Karolina didn't mention Dimitri. Part of Rose wanted to hear about him and part of her was grateful she didn't bring him up because it made starting the separation easier.
"How, um—" Rose sniffed. Even if she couldn't be with Dimitri, she was still curious about: "You and Alex. It violates the code of ethics he swore by when he got his promise mark. How do you guys deal with that?"
"We don't," Karolina admitted, face starting to close off. "He hasn't returned to the field for several reasons, but the big one is our relationship."
"So you two—"
"Grandmother added valerian root to your chai," Karolina said abruptly, using the Russian word for tea. She handed the mug to Rose, not quite looking her in the eye. "She sensed you needed it. I'm not sure how much she added for you, but she usually puts in enough to knock out a horse, as you Americans say, so you're safe to assume that you'll be asleep in a few minutes."

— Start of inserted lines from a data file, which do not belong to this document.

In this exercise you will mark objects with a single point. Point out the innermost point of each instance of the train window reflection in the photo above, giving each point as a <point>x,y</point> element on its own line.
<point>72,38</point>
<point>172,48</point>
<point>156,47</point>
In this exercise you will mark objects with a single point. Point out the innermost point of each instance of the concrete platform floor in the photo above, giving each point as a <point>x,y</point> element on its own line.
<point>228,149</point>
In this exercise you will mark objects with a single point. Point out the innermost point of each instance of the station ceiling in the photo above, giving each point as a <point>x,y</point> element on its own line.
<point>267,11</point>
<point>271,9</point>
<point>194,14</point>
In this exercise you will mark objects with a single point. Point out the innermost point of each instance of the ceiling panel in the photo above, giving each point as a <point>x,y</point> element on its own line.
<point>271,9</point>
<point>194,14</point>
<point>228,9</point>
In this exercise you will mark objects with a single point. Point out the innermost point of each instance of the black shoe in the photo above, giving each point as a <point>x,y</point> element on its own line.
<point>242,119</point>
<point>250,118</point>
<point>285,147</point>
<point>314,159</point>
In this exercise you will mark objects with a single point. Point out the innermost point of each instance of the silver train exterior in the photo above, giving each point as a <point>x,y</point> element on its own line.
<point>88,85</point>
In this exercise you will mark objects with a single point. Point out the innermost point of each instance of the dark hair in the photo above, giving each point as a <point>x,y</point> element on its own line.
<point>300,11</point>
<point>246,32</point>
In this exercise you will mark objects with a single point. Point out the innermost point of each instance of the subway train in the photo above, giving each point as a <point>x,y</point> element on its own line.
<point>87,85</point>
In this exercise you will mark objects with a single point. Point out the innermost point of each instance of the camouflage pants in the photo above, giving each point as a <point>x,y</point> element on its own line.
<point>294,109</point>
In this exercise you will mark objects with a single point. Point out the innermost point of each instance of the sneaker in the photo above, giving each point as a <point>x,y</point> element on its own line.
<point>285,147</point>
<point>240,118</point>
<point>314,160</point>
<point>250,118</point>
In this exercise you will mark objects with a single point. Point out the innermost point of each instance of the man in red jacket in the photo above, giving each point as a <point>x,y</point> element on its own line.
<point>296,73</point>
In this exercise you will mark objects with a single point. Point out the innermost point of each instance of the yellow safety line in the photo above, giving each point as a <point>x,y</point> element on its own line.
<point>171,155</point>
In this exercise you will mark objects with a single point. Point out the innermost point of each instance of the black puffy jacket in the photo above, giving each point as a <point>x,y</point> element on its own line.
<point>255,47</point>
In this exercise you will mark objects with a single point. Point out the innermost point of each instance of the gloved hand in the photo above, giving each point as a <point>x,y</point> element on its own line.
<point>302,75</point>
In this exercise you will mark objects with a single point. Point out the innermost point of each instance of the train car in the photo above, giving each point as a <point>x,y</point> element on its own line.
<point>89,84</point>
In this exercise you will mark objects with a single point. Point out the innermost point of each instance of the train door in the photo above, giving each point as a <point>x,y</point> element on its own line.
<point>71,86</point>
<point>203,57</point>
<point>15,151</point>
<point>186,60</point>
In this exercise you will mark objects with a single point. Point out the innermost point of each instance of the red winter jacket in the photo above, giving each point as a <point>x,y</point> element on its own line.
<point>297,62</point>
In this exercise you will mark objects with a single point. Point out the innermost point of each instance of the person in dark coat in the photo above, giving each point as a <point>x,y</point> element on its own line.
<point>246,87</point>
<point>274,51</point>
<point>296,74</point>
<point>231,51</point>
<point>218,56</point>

Rose nodded her thanks, no longer strong enough to fight against Karolina's sudden switch to all things stoic and impersonal, and chugged half the mug down in one breath. Sleep — the kind without interference from Adrian or other various dreams — sounded wonderful.
"I'm down the hall if you need anything," Karolina said, standing. "Zoya's having a rough day, too, so I'm probably going to be with her and Katya all night." When Rose only nodded again, her focus fixated on something across the room as the tea took its drowsy hold, Karolina smoothed Rose's hair down, took the tray of empty dishes, and left her family's guest to her thoughts.